[Numpy-discussion] numpy.concatenate slower than slice copying

Tue Aug 17 21:06:51 EDT 2010

Hey Zbyszek,

2010/8/17, Zbyszek Szmek <zbyszek at in.waw.pl>:
> Hi,
> this is a problem which came up when trying to replace a hand-written
> array concatenation with a call to numpy.vstack:
> for some array sizes,
>
>    numpy.vstack(data)
>
> runs > 20% longer than a loop like
>
>    alldata = numpy.empty((tlen, dim))
>    for x in data:
>         step = x.shape[0]
>         alldata[pos:pos+step] = x
>         pos += step
>
> (example script attached)
[clip]

I was curious on what is happening here, so after some profiling with
cachegrind, I've come to the conclusion that `numpy.concatenate` is
using the `memcpy` system call so as to copy data from sources to
recipient.  On his hand, your `concat` function is making use of the
`__setitem__` method of ndarray, which does not use `memcpy` (this is
probably due to the fact that it has to deal with strides).

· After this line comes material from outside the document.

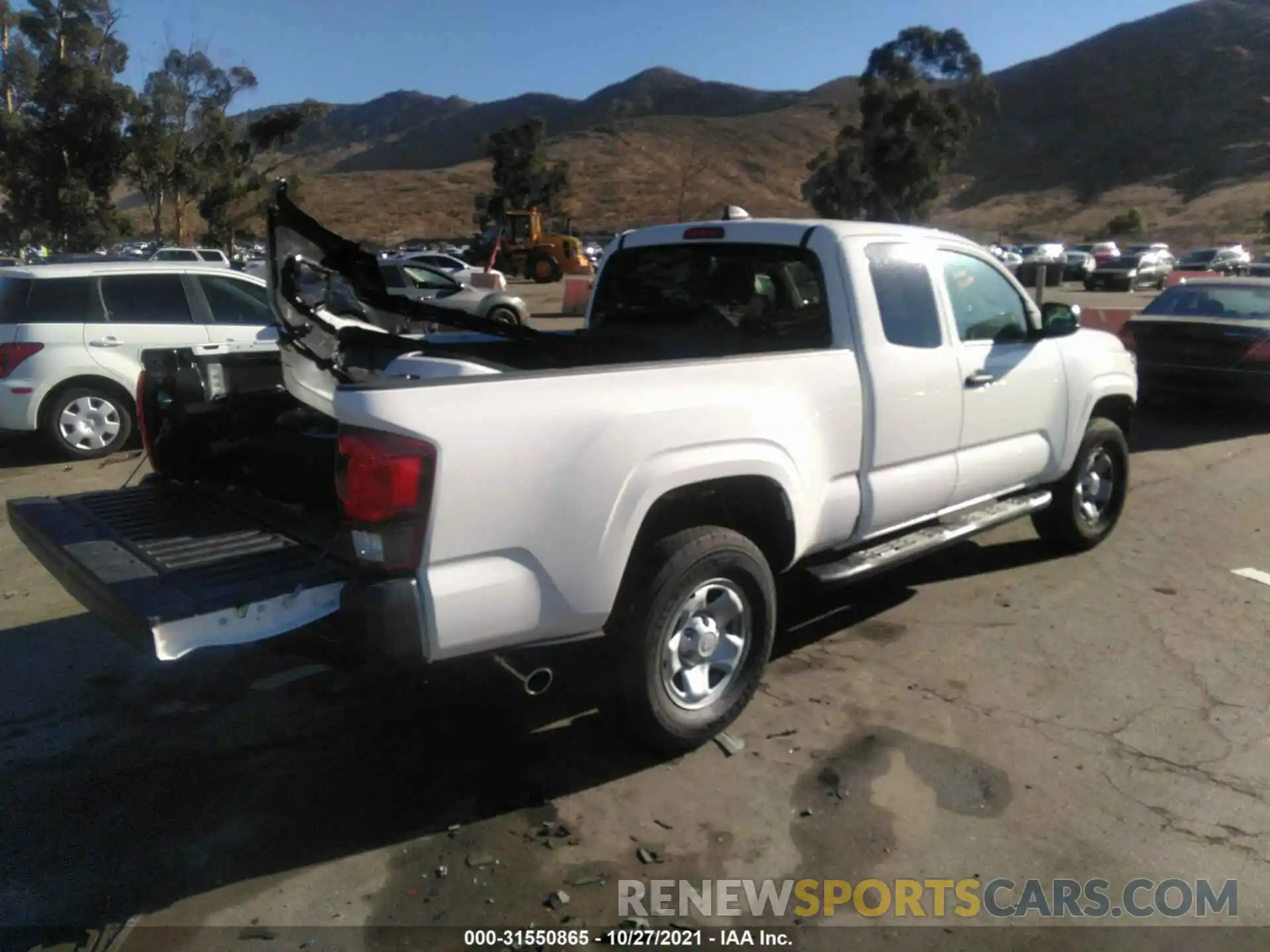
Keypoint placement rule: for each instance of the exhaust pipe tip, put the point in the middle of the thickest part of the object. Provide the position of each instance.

Now, it turns out that `memcpy` may be not optimal for every platform,
and a direct fetch and assign approach could be sometimes faster.  My
guess is that this is what is happening in your case.  On my machine,
running latest Ubuntu Linux, I'm not seeing this difference though:

faltet at ubuntu:~/carray$ python bench/concat.py numpy 1000 1000 10 3
problem size: (1000x1000) x 10 = 10^7
0.247s
faltet at ubuntu:~/carray$ python bench/concat.py concat 1000 1000 10 3
problem size: (1000x1000) x 10 = 10^7
0.246s

and neither when running Windows (XP):

C:\tmp>python del_cum3.py numpy 10000 1000 1 10
problem size: (10000x1000) x 1 = 10^7
0.227s

C:\tmp>python del_cum3.py concat 10000 1000 1 10
problem size: (10000x1000) x 1 = 10^7
0.223s

Coincidentally, I've been lately working out a proof of concept for an
array that can hold data in-memory in compressed state (using the
high-performance Blosc compressor under the hood).  This object (I'm
calling it ``carray`` for the time being) can also be `append`-ed with
additional data, so it can be used in this concatenation use case.

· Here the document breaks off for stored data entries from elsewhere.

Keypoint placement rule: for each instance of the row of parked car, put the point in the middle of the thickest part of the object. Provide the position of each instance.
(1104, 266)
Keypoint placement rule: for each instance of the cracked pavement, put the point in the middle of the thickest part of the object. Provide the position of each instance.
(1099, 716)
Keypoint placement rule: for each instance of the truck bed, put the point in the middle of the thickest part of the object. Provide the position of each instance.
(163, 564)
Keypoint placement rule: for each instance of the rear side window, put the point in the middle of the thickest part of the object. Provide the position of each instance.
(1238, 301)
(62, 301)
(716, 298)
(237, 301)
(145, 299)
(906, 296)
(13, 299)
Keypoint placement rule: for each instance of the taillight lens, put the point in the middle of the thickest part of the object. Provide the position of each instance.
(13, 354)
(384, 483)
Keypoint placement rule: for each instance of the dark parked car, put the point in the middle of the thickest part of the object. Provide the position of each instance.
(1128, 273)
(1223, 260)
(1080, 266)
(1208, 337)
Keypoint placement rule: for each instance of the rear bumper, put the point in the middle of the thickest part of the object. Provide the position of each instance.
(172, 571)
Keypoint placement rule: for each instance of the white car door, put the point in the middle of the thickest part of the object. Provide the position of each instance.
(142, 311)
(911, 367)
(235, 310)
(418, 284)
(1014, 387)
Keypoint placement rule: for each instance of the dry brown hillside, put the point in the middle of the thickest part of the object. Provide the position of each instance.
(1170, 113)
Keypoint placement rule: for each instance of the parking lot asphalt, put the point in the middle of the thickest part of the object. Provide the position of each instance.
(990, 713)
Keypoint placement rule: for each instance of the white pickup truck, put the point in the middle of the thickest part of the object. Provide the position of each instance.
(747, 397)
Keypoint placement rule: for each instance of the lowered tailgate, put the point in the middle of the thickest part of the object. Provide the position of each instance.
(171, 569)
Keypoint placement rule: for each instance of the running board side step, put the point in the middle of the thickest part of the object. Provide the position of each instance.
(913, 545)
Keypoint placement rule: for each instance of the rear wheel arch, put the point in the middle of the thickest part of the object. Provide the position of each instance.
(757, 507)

So, I've setup a new benchmark based in your script (I called it
concat.py) and tried it out with your problem.  Here are the results
for my netbook wearing a humble Intel Atom processor.  First, the
figures for the initial `numpy.concatenate` and `concat` styles:

faltet at ubuntu:~/carray$ PYTHONPATH=. python bench/concat.py numpy 1000000 10 3
problem size: (1000000) x 10 = 10^7
time for concat: 0.228s
size of the final container: 76.294 MB

faltet at ubuntu:~/carray$ PYTHONPATH=. python bench/concat.py concat 1000000 10 3
problem size: (1000000) x 10 = 10^7
time for concat: 0.230s
size of the final container: 76.294 MB

Now the new method (carray) with compression level 1 (note the new
parameter at the end of the command line):

faltet at ubuntu:~/carray$ PYTHONPATH=. python bench/concat.py carray
1000000 10 3 1
problem size: (1000000) x 10 = 10^7
time for concat: 0.186s
size of the final container: 5.076 MB

which is more than a 20% faster than `numpy.concatenate` or your
`concat` method, while the space taken in memory is significantly
lower (5.1 MB vs 76.3 MB; of course, I've chosen a very compressible
dataset for this example ;-)

Even if you tell Blosc not to use compression (Blosc level 0), I can
still see a win here:

faltet at ubuntu:~/carray$ PYTHONPATH=. python bench/concat.py carray
1000000 10 3 0
problem size: (1000000) x 10 = 10^7
time for concat: 0.200s
size of the final container: 77.001 MB

which is 15% faster than the initial cases.  However, note how space
grows from the original 76.3 MB to 77.0 MB.  This is because carray
has to keep an internal buffer for accelerating the appending of small
arrays; this is the main responsible of the space overhead.

Finally, it is interesting to see the effect of forcing the use of a
single thread instead of two (Atom has support for hyper-threading):

faltet at ubuntu:~/carray$ PYTHONPATH=. python bench/concat.py carray
1000000 10 3 0
problem size: (1000000) x 10 = 10^7
time for concat: 0.210s
size of the final container: 77.001 MB

which is still a 10% faster than plain `numpy.concatenate` (remember,
based on `memcpy`).  Why carray/Blosc is faster for this case is
rather a mystery to me, but the effect is there.

I have not yet released carray publicly, but in case you want to play
with it, I've uploaded my current git repository to:

http://www.pytables.org/download/preliminary/carray-0.1.dev.tar.gz

Of course, carray is still pre-alpha, and it does not support
multidimensional arrays and you cannot modify its contents (other than
append new data) but still, it can be a lot of fun.

Cheers!

-- 
Francesc Alted